Bell hat mir auch gepasst. leicht und günstig.
Dann immer T.H.E., gibts aber nimmer. 
Giro mag ich. IXS, Fox, 100% passt auch, ist aber riesig.

TLD zb passt leider einfach nicht - öfter versucht.

-> Ist egal, passen muss er und ich würde gucken, dass er nicht gerade 1,5kg wiegt.


----------



## Celestiale (9. Juni 2021)

BadworldF29 schrieb:


> Fährst du schon einen normalen Helm? Ich fahre den IXS Trigger AM und hab mir jetzt den IXS Trigger FF MIPS gekauft. Passform 1:1. bin sehr zufrieden mit beiden Helmen. Der FF ist sehr leicht und gut belüftet.

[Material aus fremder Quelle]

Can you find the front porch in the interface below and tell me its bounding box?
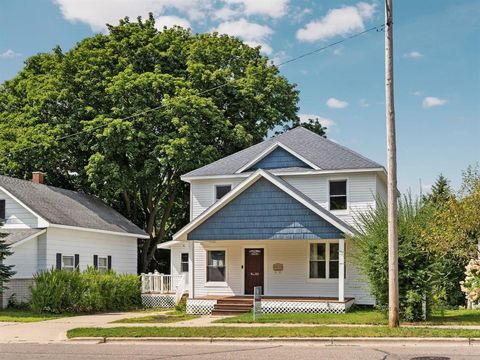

Ich fahr meistens auch den Trigger FF, bin super zufrieden mit dem Helm.

Nur an Tagen unter ~23°C, an denen ich Hardcore ballern will und mich komplett mit Protektoren zukleistere, fahre ich mit nem älteren, stabilen Fox Rampage, der ist aber kaum belüftet.


----------



## baconcookie (9. Juni 2021)

habe meine fox rampage letzte woche in rente geschickt nachm sturz.
der nächste wird ein leichter, zb fox proframe oder endura mt500


----------



## xyzHero (9. Juni 2021)

Rema26 schrieb:


> Okay, danke. Werde ich dann mal wohl…
> Hast du/Habt ihr Tipps für Geschäfte in denen man eine gute Auswahl hat? Alle bestellen und dann wieder zurückschicken würde ich aufgrund der Klimabilanz möglichst vermeiden wollen.

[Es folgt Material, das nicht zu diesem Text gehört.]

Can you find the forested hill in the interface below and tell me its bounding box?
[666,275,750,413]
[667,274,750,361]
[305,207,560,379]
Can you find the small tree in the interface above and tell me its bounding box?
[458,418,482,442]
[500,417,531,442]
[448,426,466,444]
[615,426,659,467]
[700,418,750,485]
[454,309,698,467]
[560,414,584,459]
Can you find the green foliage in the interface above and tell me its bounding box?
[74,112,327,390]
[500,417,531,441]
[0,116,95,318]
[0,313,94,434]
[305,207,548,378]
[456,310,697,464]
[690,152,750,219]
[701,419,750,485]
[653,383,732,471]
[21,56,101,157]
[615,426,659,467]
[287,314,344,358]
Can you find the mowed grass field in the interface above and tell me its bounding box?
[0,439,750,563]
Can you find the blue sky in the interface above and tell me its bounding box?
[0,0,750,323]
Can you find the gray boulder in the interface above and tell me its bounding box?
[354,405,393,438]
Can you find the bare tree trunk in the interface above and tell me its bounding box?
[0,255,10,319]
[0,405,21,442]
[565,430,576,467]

Zum Thema Klimabilanz müsste man mal evaluieren was sich besser darstellt. 
Im Worstcase fahren 80Kg Fahrer + 2000kg Auto zu einem oder mehreren Geschäften anstatt das 20kg Helme mit einem Transporter fahren, der sowieso unterwegs ist. 

Gruß xyzHero


----------



## fone (9. Juni 2021)

Moment! Heißt das etwas, es ist nicht klimafreundlicher, mit dem SUV zum Bauernhof auf dem Land zu fahren, um dort 2L Milch und 10 Eier zu kaufen?


----------



## neo-bahamuth (11. Juni 2021)

Hab mir nun auch mal einen gekauft, da immer öfter im Park. Bin da recht anspruchslos, hab nur günstig (80€ statt 100€) und nach Farbe gekauft. Uvex HLMT 10 in blue-fire, Größe L 58-60cm.

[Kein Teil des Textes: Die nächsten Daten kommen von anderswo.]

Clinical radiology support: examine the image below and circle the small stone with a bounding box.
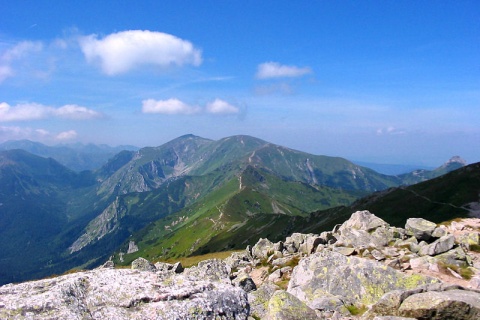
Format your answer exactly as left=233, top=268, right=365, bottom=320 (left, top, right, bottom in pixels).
left=132, top=257, right=157, bottom=271
left=405, top=218, right=437, bottom=241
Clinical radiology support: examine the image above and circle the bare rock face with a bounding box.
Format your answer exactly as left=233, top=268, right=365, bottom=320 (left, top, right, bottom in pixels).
left=287, top=251, right=438, bottom=307
left=339, top=210, right=388, bottom=232
left=405, top=218, right=437, bottom=241
left=0, top=268, right=249, bottom=319
left=362, top=284, right=480, bottom=320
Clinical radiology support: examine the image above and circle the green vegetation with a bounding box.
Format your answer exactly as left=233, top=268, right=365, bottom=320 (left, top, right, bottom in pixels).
left=0, top=135, right=474, bottom=283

Fiel am Geißkopf vor ner Woche überwiegend positiv auf, nur etwas eng an den Backen, aber das trägt sich wohl ein.





						Radhelme
					

Auf dem Asphalt, im Gelände oder durch die City: Egal wo du unterwegs bist, uvex hat den passenden Helm für dich. Jetzt entdecken!




					www.uvex-sports.com
				




Wiegt in Größe L 960g. Kann das Gewicht nicht einschätzen da keinen Vergleich bisher aber störte mich 0.


----------



## MTB-News.de




----------



## fone (14. Juni 2021)

neo-bahamuth schrieb:


> Hab mir nun auch mal einen gekauft, da immer öfter im Park. Bin da recht anspruchslos, hab nur günstig (80€ statt 100€) und nach Farbe gekauft. Uvex HLMT 10 in blue-fire, Größe L 58-60cm.
> 
> Fiel am Geißkopf vor ner Woche überwiegend positiv auf, nur etwas eng an den Backen, aber das trägt sich wohl ein.
> 
> ...




Gewicht ist gut.


----------



## Deleted 586533 (14. Juni 2021)

Bell Super 2R. (inzwischen als Nachfolger 3R auf dem Markt)
Kinnbügel lässt sich abnehmen für den Uphill.


----------



## Deleted 247734 (14. Juni 2021)

Was ist denn der günstigste Einstieg?


----------



## Deleted 586533 (14. Juni 2021)

rad_fan schrieb:


> Was ist denn der günstigste Einstieg?


40€ bei Amazon

YYSY Motorrad Crosshelm Set mit Brille Handschuhe Maske Korallenvlies Handtuch Motorrad Netz, Schwarz Grün Fullface MTB Helm Kinder Cross Helm,Unisex Fahrrad Enduro Downhill BMX Off Road (XL 60-61CM) https://www.amazon.de/dp/B08N66BPTB/ref=cm_sw_r_cp_api_glt_i_QSFGG8M3HE589E1M0XDT?psc=1


----------



## Deleted 586533 (14. Juni 2021)

Wobei ich wenns wirklich auf jeden € ankommt lieber einen gebrauchten ohne Sturzschäden nehmen würde, als einen von Amazon ohne Prüfnorm.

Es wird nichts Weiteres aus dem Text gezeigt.